Resistencia

Cuando se aplica el término resistencia al ámbito futbolístico, puede definirse como la capacidad física y mental para retrasar y resistir el cansancio cuando se lleva a cabo un esfuerzo prolongado, además de mejorar la capacidad de recuperación una vez realizado.

Explicado con otras palabras, puede decirse que la resistencia en fútbol es aquella capacidad que permite al jugador soportar tanto física como psicológicamente una carga determinada durante un partido o un entrenamiento, la cual se realiza durante un periodo de tiempo específico a una intensidad variable. Esta resistencia también le permitirá mantener un nivel ideal de rendimiento, tanto en la toma de decisiones como en la aplicación de la técnica, además de conseguir la recuperación durante las pausas del juego.

Objetivos de trabajar la resistencia en fútbol

El entrenamiento de la resistencia en fútbol permite que el jugador participe durante más tiempo a un ritmo más intenso, ya que aumenta su capacidad física. El futbolista también compensará su disminución de energía, mejorando así su recuperación en los entrenamientos y en los partidos.

Trabajar la resistencia también disminuye el riesgo de sufrir lesiones y mejora considerablemente la salud. Además, el jugador estará preparado psicológicamente para afrontar los grandes esfuerzos que debe realizar.

Al encontrarse menos cansado, también reducirá su número de errores. Su capacidad de reacción será continuadamente alta y rápida en relación con la recuperación de los esfuerzos.

Tipos de resistencia en general

Una de las clasificaciones de la resistencia que existe es la siguiente:

1. Según el volumen de musculatura implicada

  • La resistencia local: solo participa una pequeña parte de la musculatura.
  • La resistencia general: participa un alto porcentaje de la musculatura.

2. Según la forma de trabajo de la musculatura esquelética:

  • La resistencia dinámica: en este tipo de resistencia existe movimiento muscular.
  • La resistencia estática: al contrario de la anterior, en esta no existe movimiento muscular.

3. Según la duración de la carga a nivel máximo:

  • La resistencia de duración corta: se realiza durante un periodo de tiempo que puede variar entre los treinta y cinco segundos y los dos minutos.
  • La resistencia de duración mediana: este tipo de resistencia se puede llevar a cabo de dos a diez minutos.
  • La resistencia de duración larga: esta a su vez puede dividirse en cuatro niveles, los cuales dependen del tiempo de duración de la carga. El primero de ellos puede durar de diez a treinta y cinco minutos, el segundo de treinta y cinco a noventa minutos, el tercero de noventa minutos a seis horas, y el último puede durar más de seis horas.
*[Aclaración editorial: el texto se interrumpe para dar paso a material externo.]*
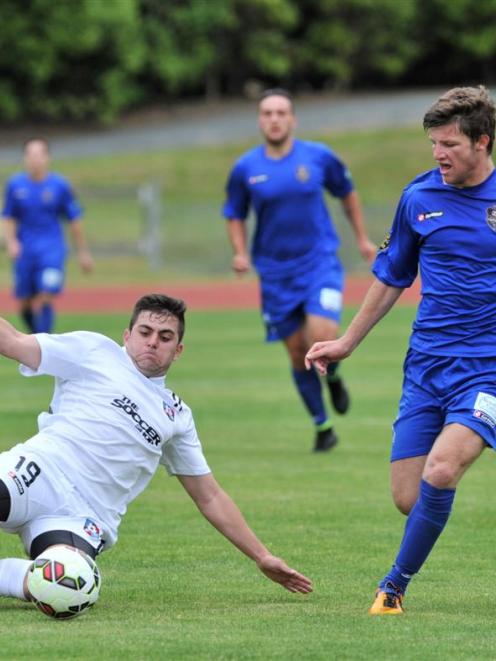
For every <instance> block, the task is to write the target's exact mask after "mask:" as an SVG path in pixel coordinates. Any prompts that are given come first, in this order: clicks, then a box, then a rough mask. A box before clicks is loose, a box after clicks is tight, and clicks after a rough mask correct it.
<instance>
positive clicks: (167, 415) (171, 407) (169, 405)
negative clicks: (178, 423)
mask: <svg viewBox="0 0 496 661" xmlns="http://www.w3.org/2000/svg"><path fill="white" fill-rule="evenodd" d="M162 404H163V407H164V411H165V415H166V416H167V417H168V418H169V420H170V421H171V422H174V418H175V417H176V414H175V412H174V409H173V407H172V406H170V405H169V404H167V402H162Z"/></svg>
4. Según la importancia para la capacidad de rendimiento específico:

  • La resistencia de base: tal como su nombre indica, es la resistencia que sirve de base para distintas actividades motrices.
  • La resistencia especifica: los ejercicios llevados a cabo se adaptan a las exigencias específicas del deporte realizado, en este caso a las del fútbol.

5. Según otras situaciones de la carga:

  • La fuerza-resistencia: el porcentaje de fuerza máxima se sitúa entre el treinta y el ochenta por ciento.
  • La resistencia fuerza-explosiva: se llevan a cabo ejercicios de movimiento explosivo.
  • La velocidad-resistencia: se alcanzan velocidades por debajo de las máximas.
  • La resistencia de sprints: se alcanzan velocidades máximas.
  • La resistencia de juego deportivo: aquí, las fases de carga serán variables.
  • La resistencia pluridisciplinar: en la cual la densidad de carga será elevada.

6. Según la fuente de energía empleada:

  • La resistencia aeróbica: ayuda a aguantar un esfuerzo prolongado una intensidad baja o media, manteniendo un equilibrio entre el oxígeno inspirado y su consumo, sin que se produzca la disminución en el rendimiento.

Gracias a la resistencia aeróbica, el futbolista podrá aguantar los noventa minutos que dura un partido, e incluso los ciento veinte si se llega a la prórroga, a un ritmo suave o medio sin perder su eficacia técnica ni táctica.

  • La resistencia anaeróbica: gracias a ella, el futbolista podrá soportar los esfuerzos de gran intensidad durante el máximo tiempo posible. Los ejercicios anaeróbicos no podrán realizarse durante más de tres minutos, ya que exigen una gran demanda de oxígeno.

El objetivo de trabajar la resistencia anaeróbica es ayudar al jugador a aguantar los esfuerzos de carrera con sus duraciones, reiteraciones e intensidades, además de todas las otras acciones que tienen lugar durante el transcurso de un partido o entrenamiento.

La resistencia anaeróbica puede dividirse a su vez en láctica y aláctica. Esta división depende del predominio de la fuente de energía empleada, pero también de la intensidad y de la duración de los esfuerzos llevados a cabo.